И ты заплакала, заныла без голоса, слезы — ручьями, по щекам, по шее, выхватила платок, — да какое там «выхватила», шарила-шарила трясущейся рукой, еле нашарила и уж потом выдернула, прижала к лицу.
— Прости меня… — И уже — не остановиться: что удалось выговорить, что проскулилось — было все равно, понимают тебя или нет, было важным, что, наконец, не надо притворяться, можно сказать все…
Он любил, да! И любит. Определенно. Всегда говорил и говорит, что любит, — если бы не любил, то как бы он мог оставаться рядом. Так и говорил — «не смог бы остаться рядом». Любил. Любовался. Но он странно любил, любит. Охота, карты у Валентина, юридические разговоры… Допоздна, нескончаемо… Дочери нет дома — ничего, сносно, нормально. А когда его нет… И как назло, каждый раз, каждый раз, каждый божий раз этот скрип тормозов под окном… Это ожидание, беспокойство, напряжение… Да, он странно любит. Он говорит — «спокойная любовь». А я не знаю, что такое «спокойная любовь», и распяливаю, распяливаю себя… Конечно, я знаю, знаю — «любить — не недуг, не любить — недуг». Но разве можно так! Это же выше всяких сил, переходит всякие меры, никаких других чувств — все задавлено любовью, все разрушено, выжжено! Кто такое выдержит? Это же катастрофа… Какая ужасная у меня любовь.
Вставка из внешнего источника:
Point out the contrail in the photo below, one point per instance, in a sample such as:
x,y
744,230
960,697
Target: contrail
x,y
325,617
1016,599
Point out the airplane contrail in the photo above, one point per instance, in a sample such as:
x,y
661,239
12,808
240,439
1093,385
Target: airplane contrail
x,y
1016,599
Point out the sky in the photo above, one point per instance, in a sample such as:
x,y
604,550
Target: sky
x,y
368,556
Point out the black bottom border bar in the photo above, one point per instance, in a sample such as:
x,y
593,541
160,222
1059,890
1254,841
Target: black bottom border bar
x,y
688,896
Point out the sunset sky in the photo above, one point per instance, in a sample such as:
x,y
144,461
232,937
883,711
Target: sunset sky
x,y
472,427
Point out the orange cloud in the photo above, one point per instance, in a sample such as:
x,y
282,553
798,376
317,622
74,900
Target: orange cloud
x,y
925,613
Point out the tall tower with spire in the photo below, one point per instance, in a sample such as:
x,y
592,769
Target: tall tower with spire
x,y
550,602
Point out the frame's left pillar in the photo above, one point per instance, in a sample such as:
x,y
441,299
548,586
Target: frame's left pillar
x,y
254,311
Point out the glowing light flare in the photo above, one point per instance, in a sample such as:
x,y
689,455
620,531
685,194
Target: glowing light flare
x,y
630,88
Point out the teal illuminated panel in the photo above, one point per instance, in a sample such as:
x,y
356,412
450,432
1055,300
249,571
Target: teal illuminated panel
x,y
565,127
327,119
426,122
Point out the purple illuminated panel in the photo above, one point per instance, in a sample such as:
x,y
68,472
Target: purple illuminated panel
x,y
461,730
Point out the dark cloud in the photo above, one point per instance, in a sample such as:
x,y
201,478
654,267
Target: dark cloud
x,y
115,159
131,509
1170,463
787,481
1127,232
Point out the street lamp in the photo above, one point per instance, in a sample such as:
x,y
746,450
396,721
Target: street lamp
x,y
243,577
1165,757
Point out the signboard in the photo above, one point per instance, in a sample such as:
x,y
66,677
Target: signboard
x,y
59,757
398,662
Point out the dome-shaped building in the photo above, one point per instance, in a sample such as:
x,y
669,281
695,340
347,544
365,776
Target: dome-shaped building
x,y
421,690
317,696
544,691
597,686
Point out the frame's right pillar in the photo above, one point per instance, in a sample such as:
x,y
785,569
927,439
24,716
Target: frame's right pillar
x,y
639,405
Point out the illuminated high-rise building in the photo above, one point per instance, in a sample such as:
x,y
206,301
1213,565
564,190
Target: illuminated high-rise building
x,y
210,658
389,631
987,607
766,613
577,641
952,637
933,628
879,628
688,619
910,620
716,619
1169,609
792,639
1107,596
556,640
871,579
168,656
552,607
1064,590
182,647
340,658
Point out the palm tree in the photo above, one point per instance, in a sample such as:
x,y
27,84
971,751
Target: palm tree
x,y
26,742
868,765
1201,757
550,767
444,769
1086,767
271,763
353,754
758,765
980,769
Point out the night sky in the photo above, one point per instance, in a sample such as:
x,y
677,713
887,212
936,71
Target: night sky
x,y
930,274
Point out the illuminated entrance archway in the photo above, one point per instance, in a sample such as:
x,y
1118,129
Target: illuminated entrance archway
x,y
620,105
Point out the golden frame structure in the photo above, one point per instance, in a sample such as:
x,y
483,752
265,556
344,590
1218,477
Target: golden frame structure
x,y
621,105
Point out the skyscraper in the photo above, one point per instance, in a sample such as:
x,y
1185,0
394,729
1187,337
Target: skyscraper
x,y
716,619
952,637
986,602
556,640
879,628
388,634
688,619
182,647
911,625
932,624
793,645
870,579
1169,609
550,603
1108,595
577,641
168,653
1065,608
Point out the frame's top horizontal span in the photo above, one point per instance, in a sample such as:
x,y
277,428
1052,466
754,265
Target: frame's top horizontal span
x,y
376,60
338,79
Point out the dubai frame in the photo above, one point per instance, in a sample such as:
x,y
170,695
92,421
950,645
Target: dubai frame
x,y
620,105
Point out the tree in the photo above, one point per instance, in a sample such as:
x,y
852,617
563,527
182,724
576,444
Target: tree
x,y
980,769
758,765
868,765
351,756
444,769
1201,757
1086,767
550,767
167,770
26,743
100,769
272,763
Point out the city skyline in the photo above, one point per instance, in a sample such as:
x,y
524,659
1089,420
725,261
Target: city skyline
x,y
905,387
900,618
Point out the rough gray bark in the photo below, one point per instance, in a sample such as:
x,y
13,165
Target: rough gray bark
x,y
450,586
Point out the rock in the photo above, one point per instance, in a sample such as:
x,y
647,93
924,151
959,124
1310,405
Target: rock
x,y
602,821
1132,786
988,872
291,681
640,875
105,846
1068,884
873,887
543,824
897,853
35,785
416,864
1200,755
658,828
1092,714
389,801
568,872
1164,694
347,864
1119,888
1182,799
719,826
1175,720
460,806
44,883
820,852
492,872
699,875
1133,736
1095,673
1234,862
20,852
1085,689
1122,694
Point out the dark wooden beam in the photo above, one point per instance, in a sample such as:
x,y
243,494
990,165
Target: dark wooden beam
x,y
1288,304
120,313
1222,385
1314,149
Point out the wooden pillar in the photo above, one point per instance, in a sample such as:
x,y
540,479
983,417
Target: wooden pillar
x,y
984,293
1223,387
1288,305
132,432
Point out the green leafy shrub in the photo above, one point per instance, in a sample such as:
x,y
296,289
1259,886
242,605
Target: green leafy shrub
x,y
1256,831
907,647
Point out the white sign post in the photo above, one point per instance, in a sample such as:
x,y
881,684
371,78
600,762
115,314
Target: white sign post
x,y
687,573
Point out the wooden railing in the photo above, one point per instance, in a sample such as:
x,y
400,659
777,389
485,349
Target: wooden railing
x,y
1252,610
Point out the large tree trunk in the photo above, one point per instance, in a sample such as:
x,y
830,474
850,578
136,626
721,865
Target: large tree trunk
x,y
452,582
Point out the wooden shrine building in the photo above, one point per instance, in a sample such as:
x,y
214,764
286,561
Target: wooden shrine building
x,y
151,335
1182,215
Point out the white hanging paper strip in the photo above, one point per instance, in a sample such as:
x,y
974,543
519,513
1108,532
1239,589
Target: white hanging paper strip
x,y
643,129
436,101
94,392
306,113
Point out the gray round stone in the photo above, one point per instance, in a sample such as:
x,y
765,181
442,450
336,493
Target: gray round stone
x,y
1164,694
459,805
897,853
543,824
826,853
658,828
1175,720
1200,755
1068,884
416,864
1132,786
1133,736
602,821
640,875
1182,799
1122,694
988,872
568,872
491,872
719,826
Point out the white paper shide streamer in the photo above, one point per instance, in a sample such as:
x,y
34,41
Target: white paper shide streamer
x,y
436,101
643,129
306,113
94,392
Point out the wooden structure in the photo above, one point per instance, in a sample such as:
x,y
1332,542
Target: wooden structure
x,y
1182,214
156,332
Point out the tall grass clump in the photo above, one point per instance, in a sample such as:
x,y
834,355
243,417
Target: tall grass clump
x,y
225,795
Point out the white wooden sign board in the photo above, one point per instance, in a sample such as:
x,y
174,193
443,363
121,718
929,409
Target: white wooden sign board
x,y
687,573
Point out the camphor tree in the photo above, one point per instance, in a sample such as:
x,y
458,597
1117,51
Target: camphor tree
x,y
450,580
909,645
Но нет! Я не грешу против любви! Не грешу. И не переношу, когда грешат. Потому что любовь — это ведь все! Так?! И не может иначе быть, и не должно. И не могу я иначе любить! И не понимаю спокойной любви! И когда грешат против любви, когда поругание… Где-то прочитала — «оскорбление любви есть оскорбление меня», и тут же перефразировала, переделала на свой лад: «оскорбление любви есть оскорбление природы». Только так! Но что, что есть «спокойная любовь», и что есть моя любовь?..
— Что?! Что?! — с болью выдавливалось из тебя.
— Обман, — глухо произнесла Вера.
Это — единственное за всю твою исповедь — ее слово остановило тебя, остановило, отрезвило, возмутило, дало новые силы.
Что?! Обман?!.. Нет! Она не права, она не права, не права! Она жестокая, холодная, хищная, деревянная! Как она смеет! Что она знает, дрянь сопливая! О, как бы я сейчас разорвала ее, растерзала, растоптала…
— Боже мой, боже мой, Верочка…
— Да!
— Как ты заблуждаешься! Возможно, у тебя… Но я ведь ни о чем не спрашиваю, ни о чем не…
— И я ни о чем.
— А я просто не могу не говорить, не могу молчать, ты должна понять, ты, может быть, не в состоянии говорить, а я не в состоянии не говорить…
Потом ты стала понемногу успокаиваться. И темнота, вроде бы, еще больше поредела, и стало прохладнее. И по-прежнему — ни звука… Что же это за место такое? Куда ночные птицы подевались? Совы эти, филины, летучие мыши… А почему не слышно комаров, которыми так путали?.. Ах, дура городская… Вот и дышать стало легче, свободнее, общее облегчение, все как-то бережно укладывается в душе — надолго ли?.. Да, Марго, Маргарита Андреевна, все верно, голубушка: на это надо было решиться, правильное решение. Должно быть правильное, обязано, такие шаги бесполезно не делаются.
— Вера…
— Что?
— У тебя компас есть?
— Зачем?
— Надо же как-то ориентироваться.
— Язык есть.
— Оно-то да, и все-таки если в тайге… Но — ничего! У меня компас есть! — сказала ты гордо. — Я не забыла. — Этим ты хотела подчеркнуть, что основательно готовилась, что оказалась здесь не случайно и на тебя можно положиться.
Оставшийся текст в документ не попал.